Paris attacks: response shows western lives worth more

It is eleven days since the tragic attacks in Paris which killed 128 people and injured 352. It is also eleven days since a suicide bomber blew himself up during a funeral at a Baghdad mosque, killing 17 people and injuring 33. And it is twelve days since twin attacks in Beirut killed 44 people and injured more than 200, and six and seven respectively since two successive Boko Haram inspired attacks in Nigeria: The first one on a market in Yola in the east of the country which left 32 people dead and a 118 injured; and the second the following day in a busy market in Kano the biggest city in the North, which killed 15 people and left more than a hundred injured.

But while the former was given blanket media coverage, the others were given footnote status. It took me a while to find a story about the Beirut and Baghdad attacks and while I found reports about the Nigeria attacks a lot more quickly, the coverage was still dwarfed by the focus on Paris.

And it was the same story on social media as well: Paris was trending on both Facebook and Twitter with Facebook offering people the chance to change their profile picture to a French Flag in the click of a button whilst also offering them the opportunity to use the ‘mark safe’ button, normally only used during natural disasters.

The southern Beirut suburb of Burj al-Barajneh after the deadly attacks.

The southern Beirut suburb of Burj al-Barajneh after the deadly attacks.

But of course if I wanted to change my status to a Lebanese or an Iraqi flag, I couldn’t. And if someone caught up in either the Beirut or Baghdad attack wanted to mark themselves safe they couldn’t. Following complaints, Facebook allowed this option to be used following the terrorist attack in Yola. But it was too little, too late. And the hypocrisy doesn’t end there: International leaders such as David Cameron, Barack Obama, Angela Merkel, Vladimir Putin expressed their sympathy and solidarity to France and its people. But no such expressions of sympathy were offered to the Iraqi and Lebanese people and no national landmarks were lit up in solidarity with them- ditto Nigeria this week.

Suicide bombing at a Baghdad mosque,

Suicide bombing at a Baghdad mosque

But this isn’t the first time that a tragedy outside Western borders has been ignored by the West: last January,just before the terrible Charlie Hebdo attacks, 2,000 christians were burnt to death by Boko Haram militants, and the Western media ignored this massacre. A study by the Global Terrorism Index last week said that Boko Haram had now overtaken ISIS in the number of people they had killed last year: the former killing 6,664 people and latter killing 6,073. But who do the Western Media give more attention too? Yup, ISIS of course.  And there are other examples of the Western media’s apathy to terrorist attacks against non-westerners.

Unfortunately the response to the Paris attacks has just shown once again that Western lives are deemed more important than Arab or African lives. It is a sad indictment on humanity that the loss of lives from a big western nation is seen as more important than the lives of people from a war-ravaged region. We are all human beings and regardless of where we’re from, each of our lives are just as valuable as each other’s.

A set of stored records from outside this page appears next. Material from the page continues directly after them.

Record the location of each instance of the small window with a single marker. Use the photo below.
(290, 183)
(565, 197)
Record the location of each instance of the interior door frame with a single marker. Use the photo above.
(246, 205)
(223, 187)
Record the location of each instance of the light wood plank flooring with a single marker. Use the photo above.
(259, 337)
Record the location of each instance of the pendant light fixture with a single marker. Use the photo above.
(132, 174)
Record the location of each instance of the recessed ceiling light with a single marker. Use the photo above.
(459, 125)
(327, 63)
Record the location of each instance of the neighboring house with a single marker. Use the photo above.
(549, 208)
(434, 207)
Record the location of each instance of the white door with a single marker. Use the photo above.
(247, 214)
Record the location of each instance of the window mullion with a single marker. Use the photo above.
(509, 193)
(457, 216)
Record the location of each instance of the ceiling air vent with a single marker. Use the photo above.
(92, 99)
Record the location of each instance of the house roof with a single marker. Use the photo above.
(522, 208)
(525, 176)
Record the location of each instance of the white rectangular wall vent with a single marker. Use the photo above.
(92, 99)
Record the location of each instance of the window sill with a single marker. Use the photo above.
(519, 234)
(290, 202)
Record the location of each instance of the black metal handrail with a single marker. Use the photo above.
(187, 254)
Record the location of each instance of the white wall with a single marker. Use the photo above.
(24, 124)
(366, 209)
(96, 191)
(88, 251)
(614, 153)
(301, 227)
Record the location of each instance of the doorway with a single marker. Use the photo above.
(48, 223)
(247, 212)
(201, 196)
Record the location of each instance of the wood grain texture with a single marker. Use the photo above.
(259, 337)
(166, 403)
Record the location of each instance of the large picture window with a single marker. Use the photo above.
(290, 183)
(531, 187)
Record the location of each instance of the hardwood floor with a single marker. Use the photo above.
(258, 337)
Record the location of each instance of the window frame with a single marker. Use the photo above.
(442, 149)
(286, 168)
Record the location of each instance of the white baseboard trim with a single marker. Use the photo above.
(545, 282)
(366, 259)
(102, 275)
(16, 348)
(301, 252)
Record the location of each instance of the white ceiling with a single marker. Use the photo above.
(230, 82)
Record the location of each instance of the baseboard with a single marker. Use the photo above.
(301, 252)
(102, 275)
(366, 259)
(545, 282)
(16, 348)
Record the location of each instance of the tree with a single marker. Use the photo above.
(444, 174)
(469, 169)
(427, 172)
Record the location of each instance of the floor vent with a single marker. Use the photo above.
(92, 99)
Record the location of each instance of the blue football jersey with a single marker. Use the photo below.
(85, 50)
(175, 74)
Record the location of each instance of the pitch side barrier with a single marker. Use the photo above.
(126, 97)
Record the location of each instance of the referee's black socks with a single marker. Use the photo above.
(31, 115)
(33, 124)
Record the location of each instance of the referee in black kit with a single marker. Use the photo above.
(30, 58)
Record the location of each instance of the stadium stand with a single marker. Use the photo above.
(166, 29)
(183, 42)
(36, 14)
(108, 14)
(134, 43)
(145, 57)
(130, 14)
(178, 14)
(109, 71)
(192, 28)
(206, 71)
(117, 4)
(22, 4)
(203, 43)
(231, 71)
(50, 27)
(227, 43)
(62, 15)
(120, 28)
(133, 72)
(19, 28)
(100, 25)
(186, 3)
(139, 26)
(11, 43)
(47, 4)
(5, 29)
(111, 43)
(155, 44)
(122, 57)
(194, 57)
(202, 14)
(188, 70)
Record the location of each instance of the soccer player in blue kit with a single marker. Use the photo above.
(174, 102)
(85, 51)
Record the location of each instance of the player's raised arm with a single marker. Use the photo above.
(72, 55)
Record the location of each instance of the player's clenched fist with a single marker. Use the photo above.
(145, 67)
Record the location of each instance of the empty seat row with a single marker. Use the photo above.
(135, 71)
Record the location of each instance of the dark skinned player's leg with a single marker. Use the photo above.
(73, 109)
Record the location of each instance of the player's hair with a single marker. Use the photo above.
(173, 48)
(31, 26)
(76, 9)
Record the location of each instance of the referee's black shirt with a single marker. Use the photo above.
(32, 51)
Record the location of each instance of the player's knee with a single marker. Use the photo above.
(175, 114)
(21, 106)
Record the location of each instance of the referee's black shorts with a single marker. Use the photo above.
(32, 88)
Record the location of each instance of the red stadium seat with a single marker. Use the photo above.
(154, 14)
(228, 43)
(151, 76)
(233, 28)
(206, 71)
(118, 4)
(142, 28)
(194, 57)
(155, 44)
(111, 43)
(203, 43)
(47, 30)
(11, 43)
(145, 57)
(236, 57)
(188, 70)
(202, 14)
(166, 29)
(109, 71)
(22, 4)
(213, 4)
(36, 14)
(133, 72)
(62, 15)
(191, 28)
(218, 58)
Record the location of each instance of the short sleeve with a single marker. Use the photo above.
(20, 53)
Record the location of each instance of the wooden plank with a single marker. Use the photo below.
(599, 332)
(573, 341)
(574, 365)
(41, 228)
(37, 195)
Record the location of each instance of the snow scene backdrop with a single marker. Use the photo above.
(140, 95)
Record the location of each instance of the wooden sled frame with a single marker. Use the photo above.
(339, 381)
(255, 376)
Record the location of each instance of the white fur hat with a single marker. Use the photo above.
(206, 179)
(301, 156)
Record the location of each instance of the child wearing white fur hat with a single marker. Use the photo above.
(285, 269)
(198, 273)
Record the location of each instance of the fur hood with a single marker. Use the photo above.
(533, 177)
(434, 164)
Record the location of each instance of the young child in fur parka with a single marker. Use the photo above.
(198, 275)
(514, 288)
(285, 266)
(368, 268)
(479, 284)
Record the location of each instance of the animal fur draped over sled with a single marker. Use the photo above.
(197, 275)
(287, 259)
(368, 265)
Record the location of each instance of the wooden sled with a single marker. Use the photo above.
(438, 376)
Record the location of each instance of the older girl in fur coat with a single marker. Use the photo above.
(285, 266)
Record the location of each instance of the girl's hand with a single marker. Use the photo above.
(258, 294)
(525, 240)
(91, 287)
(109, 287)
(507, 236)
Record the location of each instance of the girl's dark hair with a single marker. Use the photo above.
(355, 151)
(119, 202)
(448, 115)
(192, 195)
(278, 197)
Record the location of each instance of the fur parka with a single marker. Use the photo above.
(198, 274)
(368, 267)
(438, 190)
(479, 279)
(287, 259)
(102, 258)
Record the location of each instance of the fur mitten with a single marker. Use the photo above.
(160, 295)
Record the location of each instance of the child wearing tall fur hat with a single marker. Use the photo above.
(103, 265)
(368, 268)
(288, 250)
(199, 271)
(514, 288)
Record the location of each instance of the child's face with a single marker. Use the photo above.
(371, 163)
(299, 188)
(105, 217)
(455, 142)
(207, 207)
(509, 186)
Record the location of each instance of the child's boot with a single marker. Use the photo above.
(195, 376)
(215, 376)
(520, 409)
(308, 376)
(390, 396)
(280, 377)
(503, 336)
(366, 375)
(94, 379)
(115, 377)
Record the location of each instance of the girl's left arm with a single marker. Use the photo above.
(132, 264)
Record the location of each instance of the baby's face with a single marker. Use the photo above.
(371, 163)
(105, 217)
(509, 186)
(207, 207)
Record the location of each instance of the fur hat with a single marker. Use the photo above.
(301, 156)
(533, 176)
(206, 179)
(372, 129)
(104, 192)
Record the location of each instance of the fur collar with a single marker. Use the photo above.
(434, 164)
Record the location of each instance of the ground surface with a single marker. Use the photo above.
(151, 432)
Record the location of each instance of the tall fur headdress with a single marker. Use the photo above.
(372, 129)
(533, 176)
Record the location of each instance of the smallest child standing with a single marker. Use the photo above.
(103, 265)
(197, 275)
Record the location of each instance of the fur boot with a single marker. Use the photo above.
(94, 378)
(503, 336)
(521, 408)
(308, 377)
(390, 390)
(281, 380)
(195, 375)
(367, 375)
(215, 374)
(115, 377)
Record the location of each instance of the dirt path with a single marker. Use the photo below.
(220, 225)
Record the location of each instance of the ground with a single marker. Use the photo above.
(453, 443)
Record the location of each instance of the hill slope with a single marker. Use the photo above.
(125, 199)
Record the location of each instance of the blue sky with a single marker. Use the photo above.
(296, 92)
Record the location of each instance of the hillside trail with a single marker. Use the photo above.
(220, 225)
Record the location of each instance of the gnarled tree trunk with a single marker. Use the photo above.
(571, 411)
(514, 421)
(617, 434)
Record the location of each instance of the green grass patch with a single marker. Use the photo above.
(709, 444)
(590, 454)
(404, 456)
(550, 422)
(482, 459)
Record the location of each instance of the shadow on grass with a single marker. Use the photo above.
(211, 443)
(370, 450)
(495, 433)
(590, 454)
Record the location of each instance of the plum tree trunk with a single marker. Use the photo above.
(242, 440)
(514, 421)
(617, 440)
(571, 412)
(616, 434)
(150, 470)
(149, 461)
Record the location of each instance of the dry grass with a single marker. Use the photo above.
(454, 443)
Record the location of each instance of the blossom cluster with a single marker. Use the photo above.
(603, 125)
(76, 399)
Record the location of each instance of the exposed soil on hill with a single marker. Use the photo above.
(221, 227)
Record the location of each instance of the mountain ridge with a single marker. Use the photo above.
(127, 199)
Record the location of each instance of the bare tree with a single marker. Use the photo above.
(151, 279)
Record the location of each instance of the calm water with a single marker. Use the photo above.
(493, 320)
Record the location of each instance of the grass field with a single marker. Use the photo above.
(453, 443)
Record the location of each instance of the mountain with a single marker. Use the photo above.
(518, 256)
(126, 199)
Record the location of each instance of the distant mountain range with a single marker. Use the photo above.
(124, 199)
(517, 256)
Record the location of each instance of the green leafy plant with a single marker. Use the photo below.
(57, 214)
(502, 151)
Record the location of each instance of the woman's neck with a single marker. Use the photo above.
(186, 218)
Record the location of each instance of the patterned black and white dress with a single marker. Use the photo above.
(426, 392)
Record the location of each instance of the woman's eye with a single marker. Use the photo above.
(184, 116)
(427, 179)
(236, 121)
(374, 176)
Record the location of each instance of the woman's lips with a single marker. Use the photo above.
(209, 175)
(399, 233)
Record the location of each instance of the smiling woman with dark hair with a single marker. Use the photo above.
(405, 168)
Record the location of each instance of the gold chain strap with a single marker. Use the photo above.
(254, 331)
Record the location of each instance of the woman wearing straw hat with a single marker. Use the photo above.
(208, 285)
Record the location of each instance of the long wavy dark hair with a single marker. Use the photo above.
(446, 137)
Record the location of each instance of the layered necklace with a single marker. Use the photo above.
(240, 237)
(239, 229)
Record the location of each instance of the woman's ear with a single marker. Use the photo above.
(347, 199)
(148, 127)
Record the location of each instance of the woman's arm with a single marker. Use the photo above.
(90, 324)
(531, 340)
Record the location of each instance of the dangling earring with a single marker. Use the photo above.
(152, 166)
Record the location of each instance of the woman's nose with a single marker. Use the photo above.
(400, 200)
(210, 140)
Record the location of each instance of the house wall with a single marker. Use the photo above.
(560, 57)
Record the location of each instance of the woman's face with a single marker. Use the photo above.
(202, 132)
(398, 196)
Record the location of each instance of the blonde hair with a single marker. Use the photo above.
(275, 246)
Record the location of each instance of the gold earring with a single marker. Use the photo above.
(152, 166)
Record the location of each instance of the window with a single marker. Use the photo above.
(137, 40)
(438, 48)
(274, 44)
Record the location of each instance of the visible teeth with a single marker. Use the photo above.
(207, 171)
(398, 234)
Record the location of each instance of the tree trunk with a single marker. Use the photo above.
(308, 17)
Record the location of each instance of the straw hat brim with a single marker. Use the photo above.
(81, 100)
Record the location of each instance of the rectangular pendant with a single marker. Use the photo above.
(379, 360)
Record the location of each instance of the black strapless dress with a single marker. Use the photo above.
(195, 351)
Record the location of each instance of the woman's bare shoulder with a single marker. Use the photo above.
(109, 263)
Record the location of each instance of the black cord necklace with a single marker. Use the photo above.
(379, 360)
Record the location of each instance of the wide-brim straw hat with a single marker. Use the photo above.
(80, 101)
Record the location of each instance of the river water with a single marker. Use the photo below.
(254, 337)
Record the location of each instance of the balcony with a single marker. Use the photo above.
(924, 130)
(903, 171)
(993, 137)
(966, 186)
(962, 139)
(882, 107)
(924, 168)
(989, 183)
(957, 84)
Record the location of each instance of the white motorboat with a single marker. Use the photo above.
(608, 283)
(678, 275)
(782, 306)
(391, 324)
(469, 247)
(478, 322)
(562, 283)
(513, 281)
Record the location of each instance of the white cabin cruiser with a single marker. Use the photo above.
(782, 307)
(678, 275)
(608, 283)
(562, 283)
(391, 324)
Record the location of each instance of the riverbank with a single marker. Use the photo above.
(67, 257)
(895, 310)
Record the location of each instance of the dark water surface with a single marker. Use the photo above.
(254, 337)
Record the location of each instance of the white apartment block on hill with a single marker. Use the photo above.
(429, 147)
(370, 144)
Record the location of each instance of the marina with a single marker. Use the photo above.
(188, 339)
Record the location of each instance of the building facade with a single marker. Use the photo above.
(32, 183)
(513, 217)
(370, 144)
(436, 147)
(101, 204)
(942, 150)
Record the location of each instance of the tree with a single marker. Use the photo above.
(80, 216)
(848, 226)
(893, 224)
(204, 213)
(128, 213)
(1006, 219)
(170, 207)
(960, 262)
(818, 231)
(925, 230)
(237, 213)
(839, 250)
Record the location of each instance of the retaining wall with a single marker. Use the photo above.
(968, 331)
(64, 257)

The charred remains of a vehicle after the Yola attack.

The charred remains of a vehicle after the Yola attack

Don’t get me wrong, the Paris attacks were a terrible tragedy which have saddened me deeply and I really feel for the family and friends of those who were killed last weekend. But my grief and sympathy for them doesn’t outweigh my grief and sympathy for the families of the victims in Baghdad, Beirut, Yola and Kano, and everywhere else in the World where people are dying because of terrorism. Each of their lives were just as important as those in Paris.

May we in the West grief just as much over the lives lost in Iraq, Lebanon and Nigeria as we do for the lives of those who died in Paris.